Como torcedor do Barcelona nesses 14 anos, tive o prazer de acompanhar três ciclos muito vitoriosos no clube. Vi Ronaldinho Gaúcho liderar a equipe e mudar uma era e vi Messi iniciando sua trajetória e assumindo o trono de Ronaldinho. Também vi grandes lendas no clube como Puyol, Daniel Alves, Xavi, Iniesta, Eto’o, Henry e Ibrahimovic. Acompanhei todos os gols históricos do trio MSN que formaram o ataque mais letal da história. E ainda fui premiado por poder gritar “campeão” da Uefa Champions League em quatro edições (2005/06, 2008/09, 2010/11 e 2014/15), além de ter visto o Barcelona conquistar seis títulos em uma só temporada.

Barcelona da era Guardiola conquistou sua segunda UCL em 2010/11 (Foto: Laurence Griffiths/Getty Images)

Por mais que ainda seja difícil para muitos brasileiros aceitarem que existem pessoas que torçam por clubes da Europa, o número de brasileiros torcendo por equipes estrangeiras só aumenta e vem se tornando algo natural. O futebol é o esporte mais praticado no mundo, não podemos nos restringir a acompanhar, torcer e amar somente o futebol do nosso país.
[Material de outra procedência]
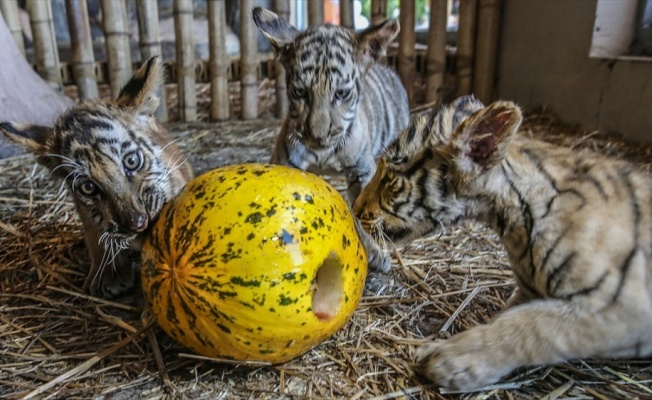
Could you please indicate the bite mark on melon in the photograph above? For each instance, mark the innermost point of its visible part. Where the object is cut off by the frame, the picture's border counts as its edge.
(328, 289)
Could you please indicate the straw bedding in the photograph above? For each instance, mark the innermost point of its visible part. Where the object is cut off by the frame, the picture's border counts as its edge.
(56, 342)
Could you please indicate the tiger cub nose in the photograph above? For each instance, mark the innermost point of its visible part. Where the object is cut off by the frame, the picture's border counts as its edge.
(139, 223)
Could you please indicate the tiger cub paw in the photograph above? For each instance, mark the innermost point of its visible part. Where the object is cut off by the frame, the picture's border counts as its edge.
(458, 366)
(378, 260)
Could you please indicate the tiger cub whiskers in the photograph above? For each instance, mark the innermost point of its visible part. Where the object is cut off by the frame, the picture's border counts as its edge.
(119, 166)
(576, 226)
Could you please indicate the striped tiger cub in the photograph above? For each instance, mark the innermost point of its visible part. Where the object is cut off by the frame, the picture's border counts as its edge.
(577, 228)
(119, 165)
(344, 106)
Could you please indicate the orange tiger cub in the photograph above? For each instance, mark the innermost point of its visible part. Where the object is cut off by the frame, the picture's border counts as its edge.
(120, 166)
(577, 228)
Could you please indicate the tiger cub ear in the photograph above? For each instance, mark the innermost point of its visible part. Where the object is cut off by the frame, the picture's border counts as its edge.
(373, 41)
(481, 140)
(141, 92)
(278, 31)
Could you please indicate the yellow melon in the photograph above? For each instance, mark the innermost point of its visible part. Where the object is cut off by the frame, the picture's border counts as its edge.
(254, 262)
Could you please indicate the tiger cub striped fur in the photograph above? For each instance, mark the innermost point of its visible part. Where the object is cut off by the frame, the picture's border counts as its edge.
(119, 165)
(344, 106)
(577, 228)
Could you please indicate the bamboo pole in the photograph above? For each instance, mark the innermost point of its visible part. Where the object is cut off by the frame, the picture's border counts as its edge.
(248, 61)
(406, 52)
(118, 52)
(378, 11)
(150, 44)
(282, 8)
(10, 13)
(45, 45)
(465, 45)
(486, 49)
(83, 59)
(219, 62)
(346, 13)
(315, 12)
(185, 46)
(436, 53)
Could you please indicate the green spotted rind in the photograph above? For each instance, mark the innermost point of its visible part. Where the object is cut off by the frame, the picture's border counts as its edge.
(229, 267)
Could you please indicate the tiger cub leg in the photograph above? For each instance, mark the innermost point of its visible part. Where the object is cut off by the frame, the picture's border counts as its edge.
(536, 333)
(376, 257)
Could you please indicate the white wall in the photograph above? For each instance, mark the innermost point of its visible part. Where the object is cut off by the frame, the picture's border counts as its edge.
(544, 60)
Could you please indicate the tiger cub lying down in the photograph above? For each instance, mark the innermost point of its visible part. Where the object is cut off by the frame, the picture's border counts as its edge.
(119, 165)
(577, 228)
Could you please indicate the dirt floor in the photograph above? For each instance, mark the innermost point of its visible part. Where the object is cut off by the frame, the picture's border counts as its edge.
(56, 342)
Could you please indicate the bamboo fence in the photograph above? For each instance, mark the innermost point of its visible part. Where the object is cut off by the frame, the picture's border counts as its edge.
(83, 59)
(46, 56)
(149, 43)
(219, 61)
(185, 46)
(429, 72)
(9, 9)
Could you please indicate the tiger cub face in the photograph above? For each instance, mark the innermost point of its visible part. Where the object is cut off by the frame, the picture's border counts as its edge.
(119, 165)
(408, 196)
(344, 106)
(577, 229)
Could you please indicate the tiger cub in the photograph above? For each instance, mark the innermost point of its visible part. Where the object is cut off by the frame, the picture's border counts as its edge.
(119, 165)
(577, 228)
(344, 106)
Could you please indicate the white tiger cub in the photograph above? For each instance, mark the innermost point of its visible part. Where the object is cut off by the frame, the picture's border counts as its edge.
(344, 106)
(577, 228)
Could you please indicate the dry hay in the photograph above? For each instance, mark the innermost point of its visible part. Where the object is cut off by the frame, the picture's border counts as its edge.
(56, 342)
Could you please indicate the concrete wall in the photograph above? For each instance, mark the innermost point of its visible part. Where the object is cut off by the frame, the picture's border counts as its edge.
(544, 60)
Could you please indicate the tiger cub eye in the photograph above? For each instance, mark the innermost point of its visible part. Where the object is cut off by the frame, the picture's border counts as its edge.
(132, 161)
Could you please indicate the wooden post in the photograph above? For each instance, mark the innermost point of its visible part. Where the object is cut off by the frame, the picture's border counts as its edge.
(24, 96)
(116, 34)
(248, 62)
(315, 12)
(346, 14)
(45, 43)
(406, 52)
(83, 59)
(436, 53)
(219, 62)
(150, 44)
(378, 11)
(465, 46)
(9, 10)
(486, 49)
(282, 8)
(185, 45)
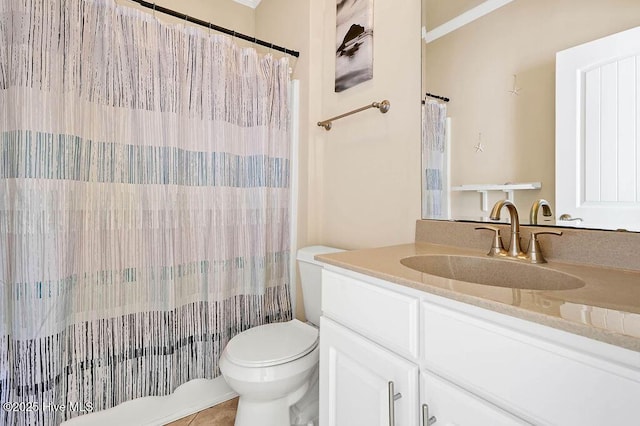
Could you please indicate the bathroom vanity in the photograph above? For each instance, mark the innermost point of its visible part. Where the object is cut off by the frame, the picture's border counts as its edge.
(403, 347)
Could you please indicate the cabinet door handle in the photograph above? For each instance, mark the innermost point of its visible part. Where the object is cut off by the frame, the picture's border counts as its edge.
(393, 397)
(426, 420)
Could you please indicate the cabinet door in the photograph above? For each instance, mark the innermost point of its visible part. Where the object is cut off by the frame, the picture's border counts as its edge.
(452, 405)
(355, 381)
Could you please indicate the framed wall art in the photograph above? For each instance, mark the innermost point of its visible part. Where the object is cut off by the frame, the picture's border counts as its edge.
(354, 43)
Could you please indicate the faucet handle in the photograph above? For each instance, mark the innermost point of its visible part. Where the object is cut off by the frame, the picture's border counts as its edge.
(534, 253)
(497, 249)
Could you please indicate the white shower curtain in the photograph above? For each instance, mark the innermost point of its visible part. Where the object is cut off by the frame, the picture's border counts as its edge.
(144, 193)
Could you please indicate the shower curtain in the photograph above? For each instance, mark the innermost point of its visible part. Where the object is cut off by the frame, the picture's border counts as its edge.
(434, 160)
(144, 196)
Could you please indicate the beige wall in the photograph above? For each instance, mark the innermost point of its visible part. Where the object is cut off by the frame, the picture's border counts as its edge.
(474, 66)
(225, 13)
(359, 182)
(368, 165)
(437, 12)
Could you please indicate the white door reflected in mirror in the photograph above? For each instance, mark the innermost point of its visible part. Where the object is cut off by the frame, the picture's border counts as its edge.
(597, 126)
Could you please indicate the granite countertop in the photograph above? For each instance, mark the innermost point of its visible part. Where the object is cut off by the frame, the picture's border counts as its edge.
(606, 308)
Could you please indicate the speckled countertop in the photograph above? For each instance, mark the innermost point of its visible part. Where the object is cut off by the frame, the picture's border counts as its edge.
(606, 308)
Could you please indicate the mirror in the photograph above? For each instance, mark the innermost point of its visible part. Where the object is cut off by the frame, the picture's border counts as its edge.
(496, 62)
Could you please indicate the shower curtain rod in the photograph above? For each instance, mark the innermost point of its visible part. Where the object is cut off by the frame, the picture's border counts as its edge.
(431, 95)
(215, 27)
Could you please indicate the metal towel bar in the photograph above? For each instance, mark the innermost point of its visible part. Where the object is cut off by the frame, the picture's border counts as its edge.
(382, 105)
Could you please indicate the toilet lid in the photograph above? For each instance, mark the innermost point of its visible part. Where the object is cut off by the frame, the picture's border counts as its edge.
(272, 344)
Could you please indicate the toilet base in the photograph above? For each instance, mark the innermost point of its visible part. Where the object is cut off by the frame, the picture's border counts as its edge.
(267, 413)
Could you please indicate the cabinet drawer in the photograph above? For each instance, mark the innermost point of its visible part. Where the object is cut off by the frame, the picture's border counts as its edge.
(355, 381)
(540, 381)
(382, 315)
(451, 405)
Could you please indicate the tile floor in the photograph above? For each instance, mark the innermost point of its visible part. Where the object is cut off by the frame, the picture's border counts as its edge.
(223, 414)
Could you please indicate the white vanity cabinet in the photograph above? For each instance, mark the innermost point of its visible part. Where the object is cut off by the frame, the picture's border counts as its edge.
(460, 363)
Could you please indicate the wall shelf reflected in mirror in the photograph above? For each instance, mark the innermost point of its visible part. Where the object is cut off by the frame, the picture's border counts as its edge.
(479, 62)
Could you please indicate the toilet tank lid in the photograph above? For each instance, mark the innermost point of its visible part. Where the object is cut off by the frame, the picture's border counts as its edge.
(307, 254)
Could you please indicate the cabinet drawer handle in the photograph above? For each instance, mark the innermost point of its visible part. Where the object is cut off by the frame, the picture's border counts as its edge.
(426, 420)
(393, 397)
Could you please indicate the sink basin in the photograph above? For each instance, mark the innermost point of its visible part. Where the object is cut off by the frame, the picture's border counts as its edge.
(494, 272)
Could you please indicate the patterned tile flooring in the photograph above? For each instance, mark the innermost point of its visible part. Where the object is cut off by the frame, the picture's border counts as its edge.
(223, 414)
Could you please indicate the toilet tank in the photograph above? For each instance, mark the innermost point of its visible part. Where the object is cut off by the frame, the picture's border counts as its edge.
(311, 279)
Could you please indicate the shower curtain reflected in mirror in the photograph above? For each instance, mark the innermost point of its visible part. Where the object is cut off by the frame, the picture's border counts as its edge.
(144, 204)
(435, 185)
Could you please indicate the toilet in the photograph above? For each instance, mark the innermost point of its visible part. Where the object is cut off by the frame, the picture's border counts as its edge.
(272, 366)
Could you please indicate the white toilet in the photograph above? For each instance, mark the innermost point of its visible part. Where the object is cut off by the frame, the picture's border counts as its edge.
(271, 366)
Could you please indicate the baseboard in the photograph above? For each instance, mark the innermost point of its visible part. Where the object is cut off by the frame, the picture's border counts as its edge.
(191, 397)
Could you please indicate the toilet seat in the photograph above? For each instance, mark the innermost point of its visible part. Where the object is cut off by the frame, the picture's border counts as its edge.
(272, 344)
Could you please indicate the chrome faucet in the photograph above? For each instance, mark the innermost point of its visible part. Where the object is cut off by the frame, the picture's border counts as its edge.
(546, 210)
(514, 247)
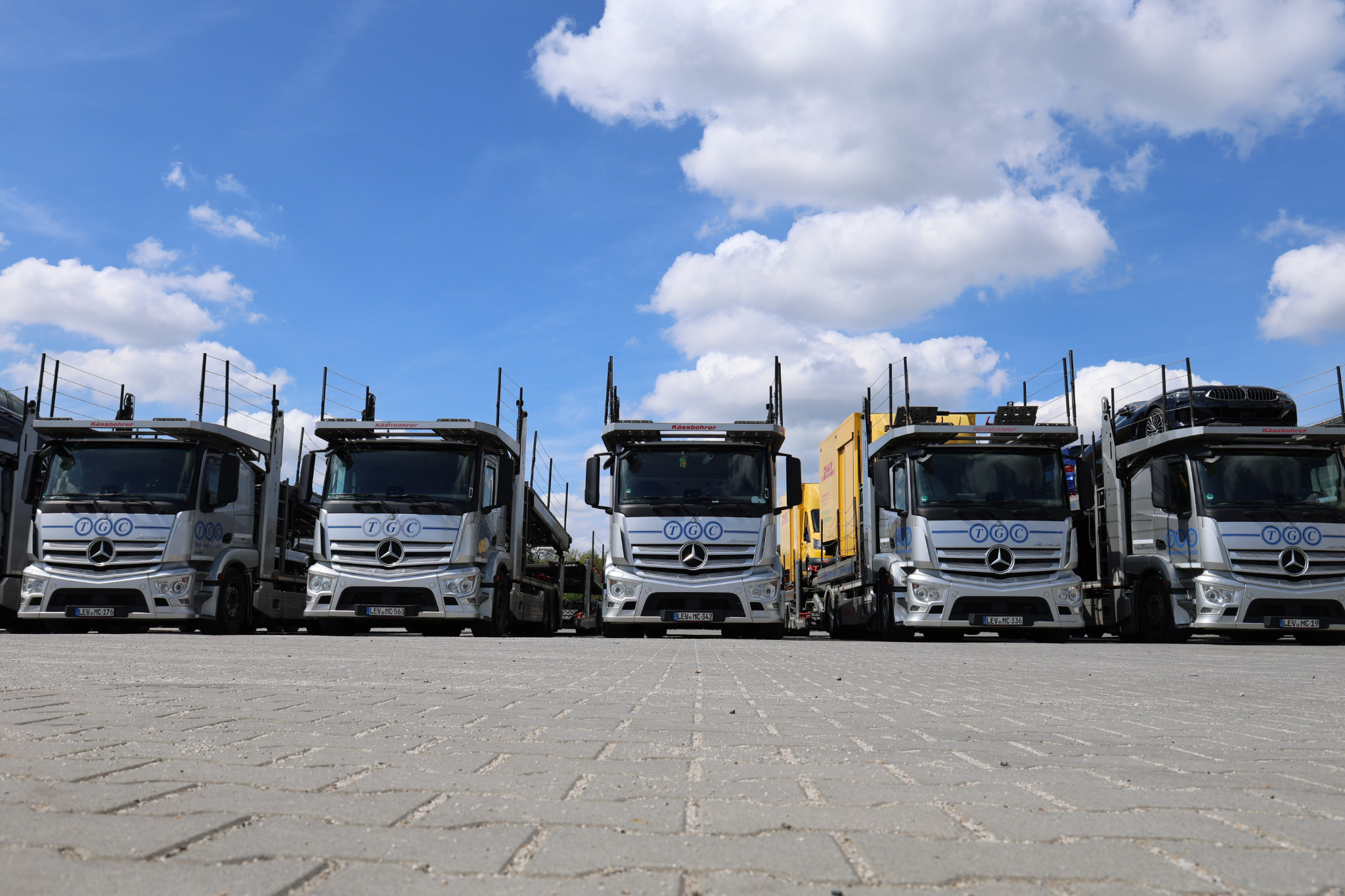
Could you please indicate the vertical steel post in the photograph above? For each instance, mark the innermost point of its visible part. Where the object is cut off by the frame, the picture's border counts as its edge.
(201, 399)
(1191, 396)
(42, 373)
(1164, 370)
(1340, 391)
(1064, 382)
(55, 385)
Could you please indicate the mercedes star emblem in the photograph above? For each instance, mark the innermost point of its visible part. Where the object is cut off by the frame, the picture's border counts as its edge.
(389, 553)
(693, 555)
(101, 551)
(1293, 561)
(1000, 559)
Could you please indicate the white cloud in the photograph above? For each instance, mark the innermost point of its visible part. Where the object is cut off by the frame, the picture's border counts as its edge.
(852, 102)
(150, 253)
(175, 178)
(1309, 293)
(1133, 382)
(229, 184)
(229, 226)
(875, 268)
(129, 307)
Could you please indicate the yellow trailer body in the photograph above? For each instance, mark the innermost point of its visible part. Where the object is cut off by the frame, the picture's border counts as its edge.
(839, 476)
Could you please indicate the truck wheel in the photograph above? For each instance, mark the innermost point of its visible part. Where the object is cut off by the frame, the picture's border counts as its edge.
(502, 618)
(232, 608)
(1155, 612)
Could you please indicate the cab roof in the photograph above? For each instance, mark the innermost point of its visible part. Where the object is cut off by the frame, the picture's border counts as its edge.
(449, 430)
(643, 431)
(178, 429)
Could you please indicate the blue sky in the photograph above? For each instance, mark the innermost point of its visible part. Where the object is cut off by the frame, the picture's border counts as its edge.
(417, 206)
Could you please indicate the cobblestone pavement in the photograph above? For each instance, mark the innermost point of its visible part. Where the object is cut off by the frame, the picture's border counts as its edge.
(395, 763)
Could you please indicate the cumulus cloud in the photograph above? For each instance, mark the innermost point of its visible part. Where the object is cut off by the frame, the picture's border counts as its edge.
(1308, 286)
(881, 267)
(175, 178)
(229, 226)
(151, 253)
(229, 184)
(849, 102)
(118, 305)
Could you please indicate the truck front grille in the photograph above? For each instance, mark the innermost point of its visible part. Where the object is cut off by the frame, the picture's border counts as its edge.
(973, 561)
(1265, 563)
(129, 558)
(722, 559)
(418, 559)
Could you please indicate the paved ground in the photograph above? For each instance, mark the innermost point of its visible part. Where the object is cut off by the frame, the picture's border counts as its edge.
(393, 763)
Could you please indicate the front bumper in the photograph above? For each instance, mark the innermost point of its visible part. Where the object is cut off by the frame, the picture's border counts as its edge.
(728, 601)
(340, 605)
(128, 595)
(1266, 609)
(966, 605)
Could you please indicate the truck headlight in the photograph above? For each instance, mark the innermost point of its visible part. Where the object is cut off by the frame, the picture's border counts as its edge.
(320, 585)
(926, 594)
(460, 586)
(764, 591)
(1070, 594)
(175, 587)
(1219, 595)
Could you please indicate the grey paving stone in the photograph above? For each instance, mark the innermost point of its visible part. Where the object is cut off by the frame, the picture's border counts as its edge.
(39, 872)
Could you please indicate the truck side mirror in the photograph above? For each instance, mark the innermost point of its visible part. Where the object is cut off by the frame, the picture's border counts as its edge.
(228, 480)
(793, 481)
(1161, 495)
(33, 485)
(883, 482)
(594, 481)
(305, 477)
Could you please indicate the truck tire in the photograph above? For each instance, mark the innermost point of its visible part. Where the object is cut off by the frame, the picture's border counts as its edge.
(232, 608)
(1155, 612)
(502, 617)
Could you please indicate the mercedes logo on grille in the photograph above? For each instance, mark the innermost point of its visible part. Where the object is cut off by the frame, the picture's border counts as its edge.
(1000, 559)
(693, 555)
(389, 553)
(1293, 562)
(101, 553)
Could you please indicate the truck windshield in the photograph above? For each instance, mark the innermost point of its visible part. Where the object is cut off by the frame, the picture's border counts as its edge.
(403, 476)
(121, 473)
(1021, 482)
(734, 479)
(1268, 485)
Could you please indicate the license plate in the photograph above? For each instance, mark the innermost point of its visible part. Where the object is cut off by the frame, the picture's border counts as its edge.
(1002, 621)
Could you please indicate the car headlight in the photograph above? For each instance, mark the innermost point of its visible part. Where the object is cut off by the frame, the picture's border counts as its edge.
(462, 587)
(1219, 595)
(1070, 594)
(320, 585)
(764, 591)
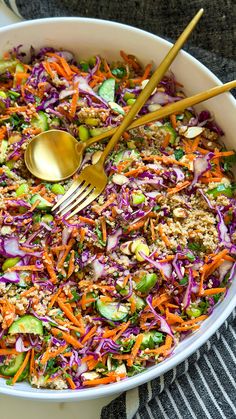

O futebol é muito lindo e bem jogado no mundo todo para nos prendermos apenas a uma liga, sem se permitir torcer por clubes de outros países.

O futebol é gigante e tem força suficiente para mover e parar o mundo por determinados jogos e campeonatos. A beleza do futebol vai além dos limites e das quatro linhas, a torcida por clubes de outro lado do mundo é o que ressaltam que o futebol ultrapassa qualquer barreira. Mesmo com derrotas, fracassos e decepções, até as vitórias e glórias, o futebol cada vez me encantou mais e sempre me tornou ainda mais fanático pelo Barcelona, mesmo morando em Porto Alegre, no Rio Grande do Sul.

Assim como a minha história de torcedor, muitas outras pessoas também devem ter suas torcidas por clubes de outros países. Uma das principais marcas do Barcelona é a frase “Més que um club”, que significa mais que um clube, isso só dá ainda mais ênfase na famosa expressão que descreve esse fascinante esporte: não é só futebol. E nunca será!